Он сказал себе: «Как хорошо было бы оказаться там, в этом городке, где рождается музыка; как обидно, что самое желанное неисполнимо», но не успел огорчиться, как то ли табакерка выросла в сто раз, то ли он сам уменьшился в сто раз; в табакерке открылась боковая дверца, которую раньше он не заметил, показался мальчик-колокольчик с золотой головой, в стальной юбочке и приветливо зазвенел:
«Дин-дин-дин, дин-дин», — что означало: «Иди к нам! Скорее! Мы тебе очень рады!»
И если бы тут, перед Городком в табакерке, рядом с Мишей вдруг оказался Александр Сергеевич Грибоедов, может быть, он улыбнулся бы и продолжил свой давний разговор с Одоевским;
— Это и есть человечки, которые понимают язык музыки? Как серебристо и нежно, в каком верном тоне звучат голоса мальчика- колокольчика, что стоит в воротах славного Городка, и других, пока еще невидимых, чей перезвон доносится из глубины. Да, они говорят на языке музыки — пока, правда, только в сказке, однако, кто знает... порой страшные сны превращаются в явь, еще более страшную; но ведь и сказки, бывает, становятся явью?!
Может быть, Грибоедов спросил бы мальчика-колокольчика:
— Ну что же, твой народ стал счастливее теперь, когда понимает язык музыки?

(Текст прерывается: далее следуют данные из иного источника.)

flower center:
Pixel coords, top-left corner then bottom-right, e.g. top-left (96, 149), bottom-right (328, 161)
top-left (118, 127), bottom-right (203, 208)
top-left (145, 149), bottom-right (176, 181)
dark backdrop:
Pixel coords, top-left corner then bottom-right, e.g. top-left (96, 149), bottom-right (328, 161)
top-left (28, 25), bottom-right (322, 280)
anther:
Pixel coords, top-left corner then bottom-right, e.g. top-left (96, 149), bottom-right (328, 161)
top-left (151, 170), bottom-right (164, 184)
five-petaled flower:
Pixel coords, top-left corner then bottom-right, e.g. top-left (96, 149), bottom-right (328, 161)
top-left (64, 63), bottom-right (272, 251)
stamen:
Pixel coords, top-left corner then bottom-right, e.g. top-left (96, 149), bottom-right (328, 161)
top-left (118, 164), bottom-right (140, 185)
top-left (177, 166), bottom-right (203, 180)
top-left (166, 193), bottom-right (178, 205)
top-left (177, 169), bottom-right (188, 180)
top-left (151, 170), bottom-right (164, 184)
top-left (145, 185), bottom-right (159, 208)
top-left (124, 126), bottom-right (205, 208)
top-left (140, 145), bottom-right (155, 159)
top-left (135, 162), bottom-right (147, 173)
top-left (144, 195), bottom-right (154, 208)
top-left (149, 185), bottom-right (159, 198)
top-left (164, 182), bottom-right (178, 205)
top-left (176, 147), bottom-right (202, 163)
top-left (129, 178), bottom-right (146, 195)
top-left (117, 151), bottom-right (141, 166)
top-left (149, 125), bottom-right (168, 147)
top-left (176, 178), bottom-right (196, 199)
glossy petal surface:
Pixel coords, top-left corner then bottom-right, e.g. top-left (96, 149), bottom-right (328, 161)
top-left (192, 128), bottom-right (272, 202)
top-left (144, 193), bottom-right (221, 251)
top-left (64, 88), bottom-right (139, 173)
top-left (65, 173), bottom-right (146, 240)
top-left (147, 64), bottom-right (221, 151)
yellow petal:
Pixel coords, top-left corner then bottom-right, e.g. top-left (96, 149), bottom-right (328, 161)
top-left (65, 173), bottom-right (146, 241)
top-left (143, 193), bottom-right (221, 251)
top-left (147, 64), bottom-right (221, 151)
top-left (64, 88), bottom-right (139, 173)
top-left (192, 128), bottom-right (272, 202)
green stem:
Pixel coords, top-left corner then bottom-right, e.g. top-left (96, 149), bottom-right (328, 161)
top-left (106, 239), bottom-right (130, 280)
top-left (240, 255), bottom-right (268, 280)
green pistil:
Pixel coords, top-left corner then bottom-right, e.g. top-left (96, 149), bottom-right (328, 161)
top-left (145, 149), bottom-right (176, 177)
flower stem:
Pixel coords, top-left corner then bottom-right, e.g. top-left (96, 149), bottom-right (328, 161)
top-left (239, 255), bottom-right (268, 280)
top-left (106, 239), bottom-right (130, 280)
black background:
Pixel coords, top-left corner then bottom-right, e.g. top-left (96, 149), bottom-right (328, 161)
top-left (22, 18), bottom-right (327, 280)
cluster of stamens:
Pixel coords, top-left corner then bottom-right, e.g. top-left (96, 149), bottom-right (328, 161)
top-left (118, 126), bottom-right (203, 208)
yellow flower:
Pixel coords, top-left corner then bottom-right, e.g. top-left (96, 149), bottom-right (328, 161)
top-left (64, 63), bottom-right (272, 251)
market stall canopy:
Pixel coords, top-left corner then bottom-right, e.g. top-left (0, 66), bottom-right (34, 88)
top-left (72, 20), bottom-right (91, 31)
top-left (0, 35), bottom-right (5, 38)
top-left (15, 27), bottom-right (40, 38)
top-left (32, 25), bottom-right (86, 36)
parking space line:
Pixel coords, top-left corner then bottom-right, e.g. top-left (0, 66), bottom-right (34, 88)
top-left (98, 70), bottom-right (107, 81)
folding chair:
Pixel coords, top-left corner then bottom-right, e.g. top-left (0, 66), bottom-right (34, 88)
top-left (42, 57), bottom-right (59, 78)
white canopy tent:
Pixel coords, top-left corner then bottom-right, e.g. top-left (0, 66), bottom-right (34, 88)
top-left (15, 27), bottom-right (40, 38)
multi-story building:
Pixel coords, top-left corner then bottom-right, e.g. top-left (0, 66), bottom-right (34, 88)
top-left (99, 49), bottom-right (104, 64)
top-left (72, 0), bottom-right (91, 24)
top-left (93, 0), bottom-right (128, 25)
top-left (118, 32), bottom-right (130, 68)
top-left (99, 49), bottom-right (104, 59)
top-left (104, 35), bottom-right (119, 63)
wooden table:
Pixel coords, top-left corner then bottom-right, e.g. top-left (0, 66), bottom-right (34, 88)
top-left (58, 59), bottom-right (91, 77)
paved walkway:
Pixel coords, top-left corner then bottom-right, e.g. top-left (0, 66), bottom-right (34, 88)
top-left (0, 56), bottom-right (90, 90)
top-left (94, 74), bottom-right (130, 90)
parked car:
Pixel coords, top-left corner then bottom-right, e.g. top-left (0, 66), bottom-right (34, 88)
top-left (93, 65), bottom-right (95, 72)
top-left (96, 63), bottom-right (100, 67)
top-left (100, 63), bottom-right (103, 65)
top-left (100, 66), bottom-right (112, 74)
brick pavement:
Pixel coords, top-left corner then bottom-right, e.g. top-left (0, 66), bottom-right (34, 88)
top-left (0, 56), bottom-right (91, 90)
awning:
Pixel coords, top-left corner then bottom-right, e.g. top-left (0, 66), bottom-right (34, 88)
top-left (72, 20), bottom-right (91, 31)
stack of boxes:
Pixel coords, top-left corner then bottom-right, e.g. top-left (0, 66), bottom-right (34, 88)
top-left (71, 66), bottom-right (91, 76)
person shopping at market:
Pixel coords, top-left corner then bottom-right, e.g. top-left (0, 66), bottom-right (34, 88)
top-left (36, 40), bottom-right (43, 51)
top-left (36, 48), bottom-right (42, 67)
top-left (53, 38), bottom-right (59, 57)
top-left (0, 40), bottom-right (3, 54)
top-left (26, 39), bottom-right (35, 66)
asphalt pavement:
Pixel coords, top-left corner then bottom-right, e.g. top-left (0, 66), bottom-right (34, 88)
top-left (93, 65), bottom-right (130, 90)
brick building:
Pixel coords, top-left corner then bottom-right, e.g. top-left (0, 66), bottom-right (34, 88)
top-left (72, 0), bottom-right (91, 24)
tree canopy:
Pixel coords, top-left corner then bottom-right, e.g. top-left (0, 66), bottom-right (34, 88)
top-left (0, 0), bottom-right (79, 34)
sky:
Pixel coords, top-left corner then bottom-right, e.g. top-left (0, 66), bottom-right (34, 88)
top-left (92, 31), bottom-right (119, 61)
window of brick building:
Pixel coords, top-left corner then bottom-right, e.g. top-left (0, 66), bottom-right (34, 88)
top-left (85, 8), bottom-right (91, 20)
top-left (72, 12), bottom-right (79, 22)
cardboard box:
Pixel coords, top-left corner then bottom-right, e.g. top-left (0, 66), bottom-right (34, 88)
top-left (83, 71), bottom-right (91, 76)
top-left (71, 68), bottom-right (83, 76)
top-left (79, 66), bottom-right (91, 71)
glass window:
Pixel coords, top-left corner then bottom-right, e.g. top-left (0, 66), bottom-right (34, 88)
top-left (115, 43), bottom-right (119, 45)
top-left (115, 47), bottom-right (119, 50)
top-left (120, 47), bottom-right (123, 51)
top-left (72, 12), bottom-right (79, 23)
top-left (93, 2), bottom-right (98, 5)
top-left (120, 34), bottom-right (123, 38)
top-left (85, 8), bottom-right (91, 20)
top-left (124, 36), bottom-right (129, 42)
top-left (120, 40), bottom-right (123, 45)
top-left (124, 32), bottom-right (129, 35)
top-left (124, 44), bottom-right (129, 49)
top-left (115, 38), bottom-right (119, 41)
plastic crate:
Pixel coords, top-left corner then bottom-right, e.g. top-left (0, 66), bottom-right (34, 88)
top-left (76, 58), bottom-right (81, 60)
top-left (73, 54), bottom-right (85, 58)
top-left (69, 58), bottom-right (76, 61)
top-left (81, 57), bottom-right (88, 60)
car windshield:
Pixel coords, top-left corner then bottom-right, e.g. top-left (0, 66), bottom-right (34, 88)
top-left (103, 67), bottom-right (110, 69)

Но Грибоедова нет; он убит в далеком Тегеране. На долю Владимира Федоровича Одоевского выпало великое, ни с чем не сравнимое счастье: дружить с Пушкиным, Грибоедовым, Лермонтовым, Гоголем, идти в литературе рядом с ними; и великое, ни с чем не сравнимое горе: провожать друзей, одного за другим, в раннюю могилу...
— Дин-дин-дин! — зовет мальчик-колокольчик.
Миша переступает порог; он шагает по перламутровой мостовой, мимо стальных домиков, крытых разноцветными раковинками; из каждого дома выглядывают мальчики-колокольчики — мал мала меньше, и звенят, звенят; в какой же согласный мотив сливаются их голоса.
А по небу ходит солнышко. Миша поманил его рукой, не очень-то, по правде говоря, веря, что оно отзовется: «Хватает ему дел и без меня». Но солнце кивнуло, улыбнулось и тоже под музыку приблизилось к мальчику. Обошло вокруг руки его — и обратно на небо.